SCIENZA

La soglia critica e malattia di Huntington

Recentemente un gruppo di ricercatori dell’Harvard Medical School, del Broad Institute del MIT e di altri istituti di ricerca statunitensi ha pubblicato sulla prestigiosa rivista Cell uno studio che riguarda la malattia di Huntington, un disturbo neurodegenerativo caratterizzato dalla graduale perdita di specifici neuroni nello striato, un’area del cervello coinvolta nel controllo dei movimenti volontari.

La malattia di Huntington, chiamata così dal nome del medico americano George Huntington che la descrisse per la prima volta alla fine del 1800, è causata dalla ripetizione anomala della tripletta CAG nel primo esone del gene HTT, che codifica per la proteina huntingtina. La maggior parte delle persone possiede un numero limitato di ripetizioni, da 15 a 30 triplette CAG consecutive. Al contrario, le persone che manifestano la malattia hanno in media più di 36 ripetizioni: si è visto, inoltre, che, sebbene con una certa variabilità, più sono le triplette ripetute più precoce è l’esordio della malattia. La malattia di Huntington, ad oggi purtroppo ancora fatale, è una malattia autosomica dominante, ovvero è sufficiente che il paziente erediti una sola copia mutata del gene (dal padre o dalla madre), affinché insorga la malattia. 

Questo studio cerca di rispondere a tre domande fondamentali sulla patologia, rimaste ancora irrisolte: 

  1. perché la neurodegenerazione è così specifica per certi neuroni, i cosidetti Striatal Projection Neurons o SPN?
  2. perché la comparsa dei sintomi avviene solo dopo molti decenni? Infatti, nonostante l’allele mutato sia presente fin dalla nascita, i segni clinici emergono in media fra i 40 e i 50 anni;
  3. quali sono i meccanismi molecolari, che portano i neuroni con eccessiva ripetizione di triplette CAG alla morte, causando un danno neurologico irreversibile?

Gli scienziati hanno studiato le cellule SPN con un approccio innovativo: partendo da campioni di tessuto donati da pazienti con e senza la malattia, hanno dapprima isolato i nuclei delle cellule SPN e poi, applicando la tecnica del single-nucleus RNA sequencing (snRNA-seq), hanno registrato quali geni risultavano accesi e quali spenti in ciascun nucleo. In parallelo, tramite l’impiego di altre tecniche molecolari, hanno quantificato con precisione il numero di ripetizioni CAG nel gene HTT in ogni singolo nucleo analizzato. L’obiettivo? Cercare di evidenziare eventuali correlazioni tra l’espansione delle triplette, i cambiamenti nell’espressione genica e gli eventi biologici che portano i neuroni alla morte cellulare.

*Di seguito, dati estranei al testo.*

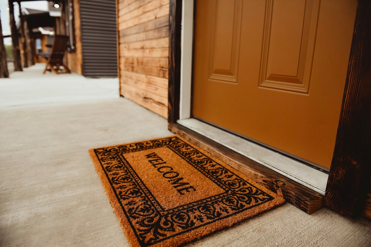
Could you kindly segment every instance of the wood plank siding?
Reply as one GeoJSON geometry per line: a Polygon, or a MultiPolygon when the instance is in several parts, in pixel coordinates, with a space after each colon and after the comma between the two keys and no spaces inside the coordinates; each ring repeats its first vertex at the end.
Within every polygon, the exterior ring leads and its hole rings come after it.
{"type": "Polygon", "coordinates": [[[118,0],[120,93],[167,118],[169,0],[118,0]]]}

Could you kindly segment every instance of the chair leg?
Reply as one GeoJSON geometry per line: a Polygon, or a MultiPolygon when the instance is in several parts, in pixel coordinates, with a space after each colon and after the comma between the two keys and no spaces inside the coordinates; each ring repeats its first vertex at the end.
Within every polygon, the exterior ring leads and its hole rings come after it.
{"type": "Polygon", "coordinates": [[[53,72],[54,72],[54,73],[55,73],[56,74],[59,74],[59,73],[58,72],[58,71],[57,70],[56,70],[54,68],[54,66],[50,66],[50,69],[51,71],[53,71],[53,72]]]}

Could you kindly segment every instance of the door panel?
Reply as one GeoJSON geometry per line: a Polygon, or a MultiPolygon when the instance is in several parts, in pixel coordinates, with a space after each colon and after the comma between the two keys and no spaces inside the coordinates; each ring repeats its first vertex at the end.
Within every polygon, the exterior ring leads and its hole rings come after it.
{"type": "Polygon", "coordinates": [[[196,1],[192,114],[328,168],[357,1],[196,1]]]}

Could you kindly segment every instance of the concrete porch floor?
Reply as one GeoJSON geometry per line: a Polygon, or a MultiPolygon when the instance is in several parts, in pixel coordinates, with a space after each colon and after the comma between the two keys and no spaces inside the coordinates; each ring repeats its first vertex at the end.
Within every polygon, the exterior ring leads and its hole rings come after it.
{"type": "MultiPolygon", "coordinates": [[[[167,121],[117,78],[43,68],[0,79],[0,246],[128,247],[88,150],[171,135],[167,121]]],[[[370,246],[371,220],[286,203],[189,246],[370,246]]]]}

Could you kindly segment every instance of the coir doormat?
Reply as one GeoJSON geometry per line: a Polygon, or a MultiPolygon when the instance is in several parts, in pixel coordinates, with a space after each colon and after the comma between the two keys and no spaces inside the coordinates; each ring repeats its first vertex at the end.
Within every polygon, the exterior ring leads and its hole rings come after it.
{"type": "Polygon", "coordinates": [[[132,246],[177,246],[284,199],[177,136],[91,149],[132,246]]]}

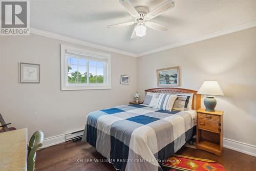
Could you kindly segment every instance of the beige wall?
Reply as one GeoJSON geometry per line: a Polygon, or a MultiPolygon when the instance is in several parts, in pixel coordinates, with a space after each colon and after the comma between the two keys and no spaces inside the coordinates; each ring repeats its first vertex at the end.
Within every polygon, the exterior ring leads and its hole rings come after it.
{"type": "Polygon", "coordinates": [[[140,94],[157,87],[157,69],[175,66],[183,88],[217,80],[225,94],[216,108],[225,112],[224,137],[256,145],[256,28],[139,57],[140,94]]]}
{"type": "Polygon", "coordinates": [[[87,115],[127,104],[136,91],[136,58],[31,34],[0,36],[0,113],[29,136],[41,130],[45,137],[83,129],[87,115]],[[60,45],[111,54],[111,90],[60,91],[60,45]],[[40,84],[18,83],[18,62],[40,65],[40,84]],[[121,75],[130,76],[120,85],[121,75]]]}

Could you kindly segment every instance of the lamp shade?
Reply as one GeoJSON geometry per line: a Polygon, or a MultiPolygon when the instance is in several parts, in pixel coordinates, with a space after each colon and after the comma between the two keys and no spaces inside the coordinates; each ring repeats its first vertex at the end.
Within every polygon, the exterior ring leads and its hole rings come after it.
{"type": "Polygon", "coordinates": [[[216,81],[204,81],[197,93],[208,95],[224,96],[219,83],[216,81]]]}

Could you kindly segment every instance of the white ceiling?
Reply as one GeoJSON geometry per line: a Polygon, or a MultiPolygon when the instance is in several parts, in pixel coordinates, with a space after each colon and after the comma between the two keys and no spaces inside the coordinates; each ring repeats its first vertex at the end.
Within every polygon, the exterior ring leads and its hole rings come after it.
{"type": "MultiPolygon", "coordinates": [[[[150,11],[165,0],[131,0],[150,11]]],[[[132,20],[118,0],[33,0],[30,26],[138,54],[256,20],[255,0],[175,1],[175,7],[152,20],[169,27],[147,29],[142,39],[131,39],[135,25],[108,29],[132,20]]]]}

Analizzando i dati, gli scienziati hanno scoperto che la maggior parte delle cellule possiede un incremento moderato di ripetizioni (circa 60-80) e che solo una minoranza di cellule ne possiede 100-500. Inoltre, quando si verificano più di 150 ripetizioni di CAG nel gene HTT, i neuroni iniziano a perdere parte delle proprie funzioni: ad esempio, i geni che indicano alla cellula di essere un neurone (geni di identità) si spengono e si attivano, invece, geni legati alla senescenza e alla morte cellulare. Non solo, una delle scoperte più sorprendenti riguarda il fatto che la degenerazione dei neuroni avviene in modo asincrono: non tutte le cellule superano la soglia delle 150 ripetizioni nello stesso momento, ma una volta superato questo limite, il neurone si avvia inesorabilmente alla morte cellulare.

Questo studio è rilevante nella comprensione della genesi della malattia di Huntington, oltre a suggerire un nuovo approccio terapeutico. Finora, i trattamenti sviluppati riguardavano la possibilità di ridurre i livelli di espressione del gene HTT per ridurre l’effetto tossico della proteina con tante ripetizioni. Un approccio terapeutico, che non ha avuto successo negli studi clinici sulla patologia. I risultati di questa ricerca, invece, aprono alla possibilità di intervenire su altri geni target, per esempio quelli coinvolti nei processi di riparazione del DNA, che potrebbero “stabilizzare” le ripetizioni nei nuclei quando ancora sono sotto il valore soglia e posticipare l’insorgenza dei sintomi della malattia. 

Sebbene ancora tanti aspetti debbano essere studiati (ad esempio, perché le ripetizioni sono maggiori in alcuni neuroni e non in altri?), questa ricerca fornisce evidenze solide sul ruolo chiave di una soglia di tossicità associata alla lunghezza CAG, aprendo prospettive nuove sia per la diagnosi precoce, che per nuove strategie terapeutiche e per lo studio di altre malattie causate da ripetizioni di triplette in vari geni (attualmente, infatti, si contano più di 50 malattie, tra cui la sindrome dell’X fragile).